Back in the Comet that, after six thousand miles, seemed as fresh and trim as it had at London Airport, it was half an hour across the China Sea before one’s clothes came unstuck from one’s body. Then it was only another hour or so before the Chinese communist-owned outer islands of Hong Kong showed up below and we began to drift down to that last little strip of tarmac set in one of the most beautiful views in the world. It was nearly five o’clock and just over twenty-six hours and seven thousand miles from London. Twenty minutes late! Take a letter please, Miss Trueblood.
* * *
“Is more better now, Master?”
I grunted luxuriously and the velvet hands withdrew from my shoulders. More Tiger Balm was applied to the finger tips and then the hands were back, now to massage the base of my neck with soft authority. Through the open french windows the song of bulbuls came from the big orchid tree covered with deep pink blossom and two Chinese magpies chattered in the grove of casuarina. Somewhere far away turtle doves were saying ‘coocoroo’. Number One Boy (Number One from among seven in the house) came in to say that breakfast was ready on the veranda. I exchanged compliments with the dimpling masseuse, put on a shirt and trousers and sandals and walked out into the spectacular, sun-drenched view.

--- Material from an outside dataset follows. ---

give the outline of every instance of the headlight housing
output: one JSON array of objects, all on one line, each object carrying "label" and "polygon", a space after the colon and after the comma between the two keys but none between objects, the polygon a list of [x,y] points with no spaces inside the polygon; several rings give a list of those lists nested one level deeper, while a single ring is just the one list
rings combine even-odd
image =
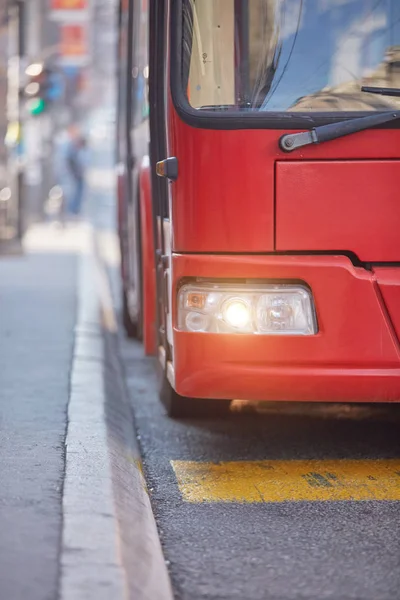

As, half-way through the delicious scrambled eggs and bacon, a confiding butterfly, black and cream and dark blue, settled on my wrist, I reflected that heaven could wait. Here, on the green and scarcely inhabited slopes of Shek-O, above Big Wave Bay on the south-east corner of Hong Kong island, was good enough.
This was my first morning in Hong Kong and this small paradise was the house of friends, Mr and Mrs Hugh Barton. Hugh Barton is perhaps the most powerful surviving English taipan (big shot) in the Orient, and he lives in discreet accordance with his status as Chairman of Messrs Jardine Matheson, the great Far Eastern trading corporation founded by two energetic Scotsmen one hundred and forty years ago. They say in Hong Kong that power resides in the Jockey Club, Jardine Mathesons, the Hong Kong and Shanghai Bank, and Her Majesty’s Government — in that order. Hugh Barton, being a steward of the Jockey Club, Chairman of Jardine’s, Deputy Chairman of the Hong Kong and Shanghai Bank and a member of the Governor’s Legislative Council, has it every way, and when I complained of a mildly stiff neck after my flight it was natural that so powerful a taipan’s household should conjure up a comely masseuse before breakfast. That is the right way, but alas how rare, for powerful taipans to operate. When, the night before, I had complimented Mrs Barton for having fixed a supremely theatrical new moon for my arrival, I was not being all that fanciful.